In fact I experience just two issues while authoring my notebook:
- Data Store - It's not currently possible to upload or store data within the Azure notebook library (despite having functionality to do this in the web-interface). Instead you need to host your data on one of a small number of whitelisted sites. Fortunately Github is one of these sites so this doesn't prove to be much of an issue.
- Packages - While Azure Notebooks provides access to a large number of packages "out-of-the-box" (i.e. FSharp.Data, XPlot.Plotly, etc) it can be tricky to add/use other packages. For example, I wanted to use the XPlot.GoogleCharts package (as it provided trendline capabilities) and ended up having to write a custom display printer for it to work (due to an open issue on Github).

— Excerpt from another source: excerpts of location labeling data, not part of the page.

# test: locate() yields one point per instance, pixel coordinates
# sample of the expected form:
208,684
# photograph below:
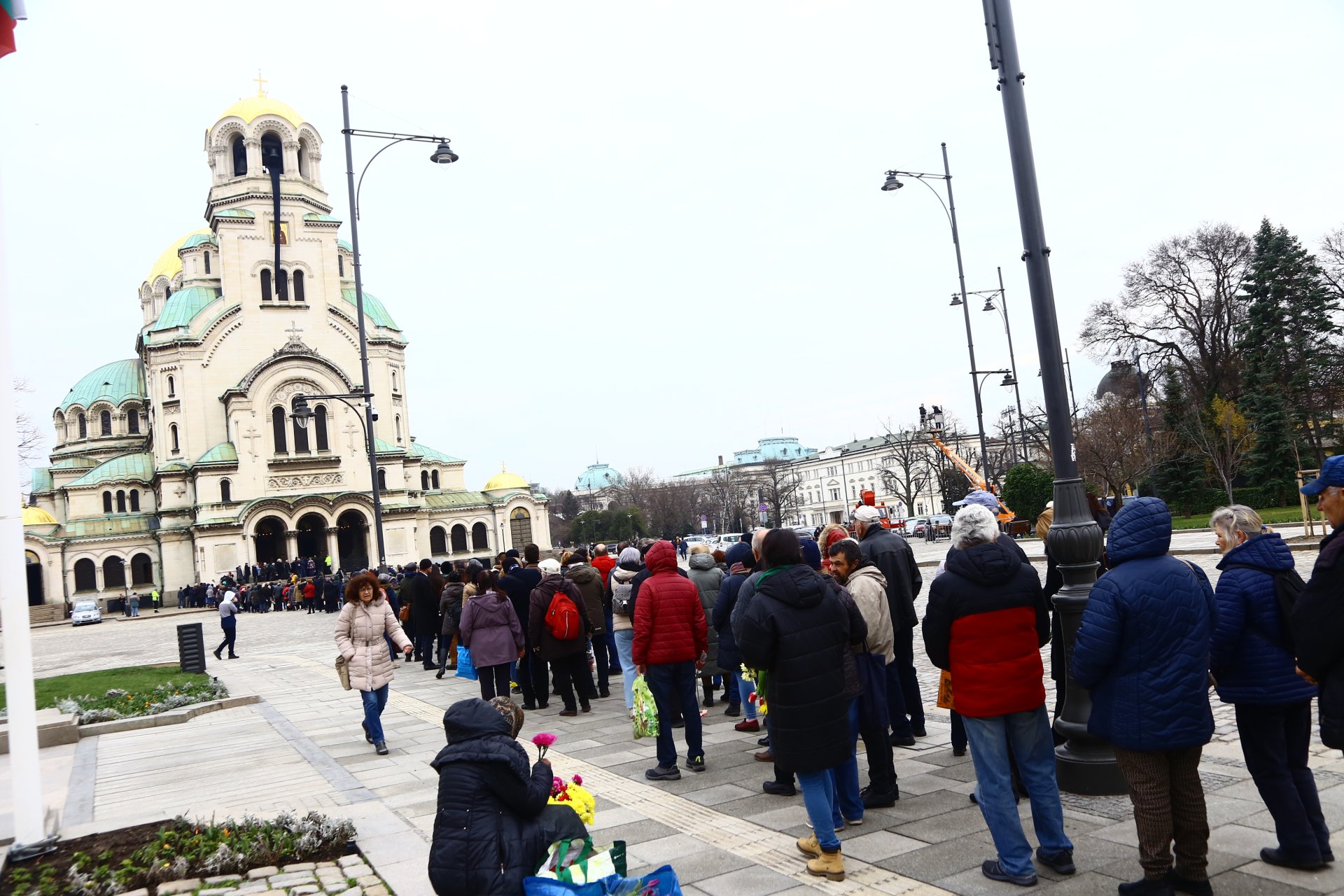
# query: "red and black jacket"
986,624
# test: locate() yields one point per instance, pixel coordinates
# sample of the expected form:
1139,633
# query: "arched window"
86,575
320,428
272,152
239,156
277,429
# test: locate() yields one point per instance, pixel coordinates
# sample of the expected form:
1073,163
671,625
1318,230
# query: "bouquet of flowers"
575,796
758,679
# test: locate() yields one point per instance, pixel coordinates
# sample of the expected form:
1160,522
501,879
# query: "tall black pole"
1085,764
965,308
363,343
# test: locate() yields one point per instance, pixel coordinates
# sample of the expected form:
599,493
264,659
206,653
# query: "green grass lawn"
134,679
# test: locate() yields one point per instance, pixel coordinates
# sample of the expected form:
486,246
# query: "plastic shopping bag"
645,711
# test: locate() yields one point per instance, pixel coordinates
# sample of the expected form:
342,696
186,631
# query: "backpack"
562,617
1288,589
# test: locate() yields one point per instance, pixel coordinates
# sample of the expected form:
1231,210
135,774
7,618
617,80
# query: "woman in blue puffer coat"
1253,664
1142,652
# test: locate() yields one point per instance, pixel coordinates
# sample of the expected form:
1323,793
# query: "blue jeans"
374,703
672,685
1034,748
819,797
625,649
848,804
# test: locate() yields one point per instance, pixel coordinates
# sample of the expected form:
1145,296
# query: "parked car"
85,612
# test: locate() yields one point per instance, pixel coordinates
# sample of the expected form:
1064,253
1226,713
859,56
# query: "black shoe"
1060,862
993,871
1277,858
1187,886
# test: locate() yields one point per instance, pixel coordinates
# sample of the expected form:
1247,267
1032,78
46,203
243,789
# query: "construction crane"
932,426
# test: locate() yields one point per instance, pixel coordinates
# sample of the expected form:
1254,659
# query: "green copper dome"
116,383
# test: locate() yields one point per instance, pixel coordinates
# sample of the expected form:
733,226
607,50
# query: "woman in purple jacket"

Apart from these issues, authoring and scripting F# in an Azure Notebook was almost as fast as using "F# Interactive". It even provides Intellisense capabilities but, in practice, these are usually too slow to be of actual use.
Sharing Notebooks
From Azure Notebooks you're able to download your notebook as a native ".ipynb" file (in fact this is encouraged as MS reserves the right to remove unused notebooks after 60 days). You can then share this file to other people who have Jupyter installed or, preferably, commit it to a repository in Github which has excellent support for Jupyter Notebooks.
You can find my notebook "A sentiment(al) analysis of why Red Dwarf is no longer funny (to me)" here. As you will see when you click the link, Github not only shows you the static parts of the notebook but actually tries to spin up a kernel and execute the code parts too. This is a "limited rendering only" so Github also provides a link to open the notebook in 'nbviewer' web-app. This link is shown below:
The analysis
I had timeboxed my investigation into Project Jupyter and therefore didn't get round to performing an actual sentiment anaylsis of the content of each episode. However I did manage to do the following:
- Programmatically download episode information from several sources in JSON format and use JsonValue to dynamically query these sources
- Scrape demographically categorized rating information from IMDB and use HtmlDocument to parse the data into strong types
- Resolve issue with rendering XPlot.GoogleCharts charts within the notebook and use these charts to provide an interactive visualisation of the decline in rating of Red Dwarf across time and demographic categories.
This provided a fair stab at correlating episode rating with the overall decline in Red Dwarf's humourousness but is a long way short of any form of "data science". It was both enlightening and a lot of fun doing this small project and I will certainly consider Azure Notebooks as a valuable tool in my toolbox.
Should I find the time, I would certainly like to return to this project and use FParsec and Azure Text Analytics to perform an actual sentiment analysis. Hopefully it'll overturn, or at least help justify, my somewhat disturbing conclusion!